The excessive use of chemical fertilizer causes increasing environmental and food security crisis. Organic fertilizer improves physical and biological activities of soil. Rhizosphere microbiota, which consist of highly diverse microorganisms, play an important role in soil quality. However, there is limited information about the effects of different fertilization conditions on the growth of Qingke plants and composition of the rhizosphere microbiota of the plants.

Methods

In this study, we characterized the rhizosphere microbiota of Qingke plants grown in three main Qingke-producing areas (Tibet, Qinghai, and Gansu). In each of the three areas, seven different fertilization conditions (m1-m7, m1: Unfertilized; m2: Farmer Practice; m3: 75% Farmer Practice; m4: 75% Farmer Practice +25% Organic manure; m5: 50% Farmer Practice; m6: 50% Farmer Practice +50% Organic manure; m7: 100% Organic manure) were applied.
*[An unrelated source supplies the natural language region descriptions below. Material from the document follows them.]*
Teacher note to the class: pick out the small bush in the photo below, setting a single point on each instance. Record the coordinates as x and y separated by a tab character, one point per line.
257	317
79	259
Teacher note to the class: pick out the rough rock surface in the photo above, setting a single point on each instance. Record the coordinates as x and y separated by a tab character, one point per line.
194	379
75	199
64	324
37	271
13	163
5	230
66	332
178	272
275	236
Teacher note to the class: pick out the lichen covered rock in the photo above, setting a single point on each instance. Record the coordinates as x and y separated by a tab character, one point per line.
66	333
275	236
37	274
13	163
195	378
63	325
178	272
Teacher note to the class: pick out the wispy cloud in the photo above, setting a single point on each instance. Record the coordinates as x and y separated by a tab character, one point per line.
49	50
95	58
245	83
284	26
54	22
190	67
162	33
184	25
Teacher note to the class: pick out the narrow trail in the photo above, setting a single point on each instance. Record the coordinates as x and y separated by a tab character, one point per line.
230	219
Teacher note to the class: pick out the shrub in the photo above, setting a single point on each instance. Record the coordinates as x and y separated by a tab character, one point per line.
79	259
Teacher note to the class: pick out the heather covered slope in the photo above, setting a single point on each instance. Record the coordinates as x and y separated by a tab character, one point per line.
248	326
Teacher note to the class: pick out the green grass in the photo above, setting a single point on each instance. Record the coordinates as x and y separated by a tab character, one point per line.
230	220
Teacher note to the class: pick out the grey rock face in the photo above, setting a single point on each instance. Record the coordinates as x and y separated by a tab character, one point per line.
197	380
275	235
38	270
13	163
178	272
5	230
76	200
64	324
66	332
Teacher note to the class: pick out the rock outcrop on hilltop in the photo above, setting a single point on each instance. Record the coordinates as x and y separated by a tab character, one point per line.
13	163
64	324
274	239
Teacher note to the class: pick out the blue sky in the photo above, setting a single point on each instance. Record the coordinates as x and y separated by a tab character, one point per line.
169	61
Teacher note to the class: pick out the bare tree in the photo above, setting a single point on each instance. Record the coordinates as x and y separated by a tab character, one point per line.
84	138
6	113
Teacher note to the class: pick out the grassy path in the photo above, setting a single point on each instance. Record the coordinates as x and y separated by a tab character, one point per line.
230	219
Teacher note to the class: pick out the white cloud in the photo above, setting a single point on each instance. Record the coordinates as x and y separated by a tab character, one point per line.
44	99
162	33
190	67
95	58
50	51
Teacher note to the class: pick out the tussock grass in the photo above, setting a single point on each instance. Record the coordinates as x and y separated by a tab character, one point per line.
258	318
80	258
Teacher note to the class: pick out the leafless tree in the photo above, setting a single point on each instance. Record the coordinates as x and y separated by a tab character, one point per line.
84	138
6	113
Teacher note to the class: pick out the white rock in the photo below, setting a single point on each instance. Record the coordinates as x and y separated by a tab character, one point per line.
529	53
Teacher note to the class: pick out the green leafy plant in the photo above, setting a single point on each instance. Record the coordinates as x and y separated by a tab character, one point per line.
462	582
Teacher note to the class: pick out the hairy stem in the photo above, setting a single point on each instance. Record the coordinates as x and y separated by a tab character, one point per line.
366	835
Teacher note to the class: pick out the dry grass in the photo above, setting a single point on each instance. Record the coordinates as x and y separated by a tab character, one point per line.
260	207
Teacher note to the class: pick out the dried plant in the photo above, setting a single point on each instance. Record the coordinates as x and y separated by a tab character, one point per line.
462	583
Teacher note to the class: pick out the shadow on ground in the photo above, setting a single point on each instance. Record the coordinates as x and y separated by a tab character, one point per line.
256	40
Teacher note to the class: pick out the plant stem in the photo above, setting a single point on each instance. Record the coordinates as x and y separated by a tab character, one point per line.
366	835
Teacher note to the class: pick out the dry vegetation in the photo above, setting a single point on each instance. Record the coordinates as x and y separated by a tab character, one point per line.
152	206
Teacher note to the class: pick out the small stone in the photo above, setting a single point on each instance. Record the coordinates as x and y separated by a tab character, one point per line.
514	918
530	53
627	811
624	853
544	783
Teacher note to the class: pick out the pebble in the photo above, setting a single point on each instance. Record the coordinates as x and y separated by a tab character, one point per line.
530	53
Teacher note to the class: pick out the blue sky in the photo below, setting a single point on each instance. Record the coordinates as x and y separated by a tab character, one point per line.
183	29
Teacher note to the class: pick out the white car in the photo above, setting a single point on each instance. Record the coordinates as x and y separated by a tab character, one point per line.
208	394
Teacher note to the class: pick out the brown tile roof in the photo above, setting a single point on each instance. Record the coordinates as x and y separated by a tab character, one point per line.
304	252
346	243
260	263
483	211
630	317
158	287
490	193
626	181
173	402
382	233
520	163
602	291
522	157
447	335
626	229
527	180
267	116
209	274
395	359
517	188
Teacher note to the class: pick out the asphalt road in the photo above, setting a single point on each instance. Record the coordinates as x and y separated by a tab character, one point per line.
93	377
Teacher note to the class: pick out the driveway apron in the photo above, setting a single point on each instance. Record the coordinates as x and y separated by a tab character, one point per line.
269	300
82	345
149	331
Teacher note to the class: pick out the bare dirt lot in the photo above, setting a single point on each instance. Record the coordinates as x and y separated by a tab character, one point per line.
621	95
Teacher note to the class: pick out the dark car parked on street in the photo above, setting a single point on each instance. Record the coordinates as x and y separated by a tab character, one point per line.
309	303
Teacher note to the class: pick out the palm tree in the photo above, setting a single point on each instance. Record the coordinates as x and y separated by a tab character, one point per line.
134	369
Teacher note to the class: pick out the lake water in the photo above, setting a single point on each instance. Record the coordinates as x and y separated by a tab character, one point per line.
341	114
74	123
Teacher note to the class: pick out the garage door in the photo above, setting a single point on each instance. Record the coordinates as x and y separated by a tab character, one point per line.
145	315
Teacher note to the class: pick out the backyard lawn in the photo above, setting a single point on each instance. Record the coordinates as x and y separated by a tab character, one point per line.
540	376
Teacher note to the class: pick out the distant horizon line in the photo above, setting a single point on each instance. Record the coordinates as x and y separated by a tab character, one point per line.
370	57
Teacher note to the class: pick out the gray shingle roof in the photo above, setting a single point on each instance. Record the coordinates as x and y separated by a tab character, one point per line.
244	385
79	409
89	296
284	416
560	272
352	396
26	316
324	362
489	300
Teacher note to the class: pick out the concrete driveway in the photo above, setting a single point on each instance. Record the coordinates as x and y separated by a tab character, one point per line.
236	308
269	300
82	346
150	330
The growth and yields of the Qingke plants were also compared under the seven fertilization conditions.

Results

There were significant differences in alpha diversity indices among the three areas. In each area, differences in fertilization conditions and differences in the growth stages of Qingke plants resulted in differences in the beta diversity of the rhizosphere microbiota. Meanwhile, in each area, fertilization conditions, soil depths, and the growth stages of Qingke plants significantly affected the relative abundance of the top 10 phyla and the top 20 bacterial genera. For most of microbial pairs established through network analysis, the significance of their correlations in each of the microbial co-occurrence networks of the three experimental sites was different. Moreover, in each of the three networks, there were significant differences in relative abundance and genera among most nodes (i.e., the genera Pseudonocardia, Skermanella, Pseudonocardia, Skermanella, Aridibacter, and Illumatobacter). The soil chemical properties (i.e., TN, TP, SOM, AN, AK, CEC, Ca, and K) were positively or negatively correlated with the relative abundance of the top 30 genera derived from the three main Qingke-producing areas (p < 0.05). Fertilization conditions markedly influenced the height of a Qingke plant, the number of spikes in a Qingke plant, the number of kernels in a spike, and the fresh weight of a Qingke plant. Considering the yield, the most effective fertilization conditions for Qingke is combining application 50% chemical fertilizer and 50% organic manure.

Conclusion

The results of the present study can provide theoretical basis for practice of reducing the use of chemical fertilizer in agriculture.